A Renewed Commitment to Mindfulness

SunriseInTheBahamas_2Today begins a new year and a renewed commitment to mindfulness. In The 7 Habits of Highly Effective People, Stephen R. Covey taught us that we are response-able; that between stimulus and response there is a gap, and it is in this gap that we can examine our perceptions of the stimulus and select our response. We can choose to act rather than react. Mindfulness is about dwelling in that gap.

Although meditation is not necessary for living a mindful life, it is a complementary practice because it widens the gap between stimulus and response. With mindfulness we dwell in the space between perception and action. Meditation gives us more space to live with. During years of meditation practice I would not say that I have become “enlightened” or “self-actualized,” and maintaining continual mindfulness remains quite challenging, but I have experienced both the expanding of the space and an enhanced ability to inhabit it.

The widening of the gap that results from a regular meditation practice:

  • Reduces mental chatter and quiets the mind for longer periods.
  • Slows down thinking to permit more deliberate streams of thought.
  • Lessens the propensity for illogical strings of thoughts that produce “runaway mind.”
  • Increases the capacity to counteract our fight-or-flight instinct and avoid knee-jerk reactions.
  • Improves the ability to emotionally detach from situations, particularly confrontations, to become more objective and less argumentative.

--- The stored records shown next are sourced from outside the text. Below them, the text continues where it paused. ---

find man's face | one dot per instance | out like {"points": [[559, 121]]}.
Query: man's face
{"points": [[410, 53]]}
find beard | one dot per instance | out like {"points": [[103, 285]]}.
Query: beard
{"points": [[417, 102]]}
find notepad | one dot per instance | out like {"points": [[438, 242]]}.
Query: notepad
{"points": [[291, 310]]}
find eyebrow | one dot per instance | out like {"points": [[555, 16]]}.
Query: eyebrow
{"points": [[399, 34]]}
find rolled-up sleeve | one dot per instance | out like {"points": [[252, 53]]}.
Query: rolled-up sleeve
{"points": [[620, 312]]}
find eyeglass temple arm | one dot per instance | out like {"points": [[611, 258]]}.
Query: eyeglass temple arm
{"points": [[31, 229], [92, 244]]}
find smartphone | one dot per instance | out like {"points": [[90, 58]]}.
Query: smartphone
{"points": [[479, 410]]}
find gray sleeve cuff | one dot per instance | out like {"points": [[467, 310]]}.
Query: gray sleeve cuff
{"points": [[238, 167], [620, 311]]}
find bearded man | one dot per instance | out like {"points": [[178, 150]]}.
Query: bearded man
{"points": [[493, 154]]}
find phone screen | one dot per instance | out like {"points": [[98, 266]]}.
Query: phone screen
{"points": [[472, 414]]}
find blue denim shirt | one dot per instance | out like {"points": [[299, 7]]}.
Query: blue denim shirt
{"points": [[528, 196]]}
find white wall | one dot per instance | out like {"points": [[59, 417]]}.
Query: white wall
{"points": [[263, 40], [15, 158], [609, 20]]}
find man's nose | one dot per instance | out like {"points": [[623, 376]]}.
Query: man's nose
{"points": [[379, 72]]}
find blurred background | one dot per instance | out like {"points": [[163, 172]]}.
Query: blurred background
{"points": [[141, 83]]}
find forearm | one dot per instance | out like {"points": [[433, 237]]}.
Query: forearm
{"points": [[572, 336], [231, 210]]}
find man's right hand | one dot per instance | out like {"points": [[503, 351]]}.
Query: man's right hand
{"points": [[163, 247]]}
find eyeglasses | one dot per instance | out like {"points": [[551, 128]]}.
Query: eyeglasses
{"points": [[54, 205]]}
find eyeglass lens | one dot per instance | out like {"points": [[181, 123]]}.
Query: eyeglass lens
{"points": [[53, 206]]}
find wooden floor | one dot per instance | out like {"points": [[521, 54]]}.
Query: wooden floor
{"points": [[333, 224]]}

Living in the gap by being mindful:

  • Allows us to dwell in the present, emotionally unaffected by irrelevant past experiences or irrational fears of the future.
  • Enables us to resist taking things personally and attributing motives to the behaviors of others.
  • Makes us more conscious of our own behaviors, including harmful habits.
  • Inhibits our inclination to pre-judge situations and events so that we no longer anticipate doom and gloom or over-anticipate the possibility of happiness and joy which often leads to disappointment.
  • Diminishes our predisposition to pre-judge or label others without first getting to know them, thereby fostering less bias and prejudice.
  • Helps us to let go of unhealthy attachments by realizing that absolute control and stability are an illusion and change is constant.
  • Encourages us to accept people “as is” and avoid trying to change them to conform to our image of what they should be and how they should act.
  • Diminishes the dread of doing burdensome, tedious or unsavory tasks that we must do whether we want to or not.
  • Eliminates mental to-do lists and intellectual multi-tasking, which reduces stress and anxiety.
  • Causes us to examine what is really important and what is really worth striving for, resulting in fewer feelings of want and inadequacy and a stronger sense of fulfillment and self-worth.

And so, a personal commitment to mindfulness is a worthwhile resolution for this new year. And a collective commitment to mindfulness will benefit our homes, our workplaces, our communities and our world. Will you join me?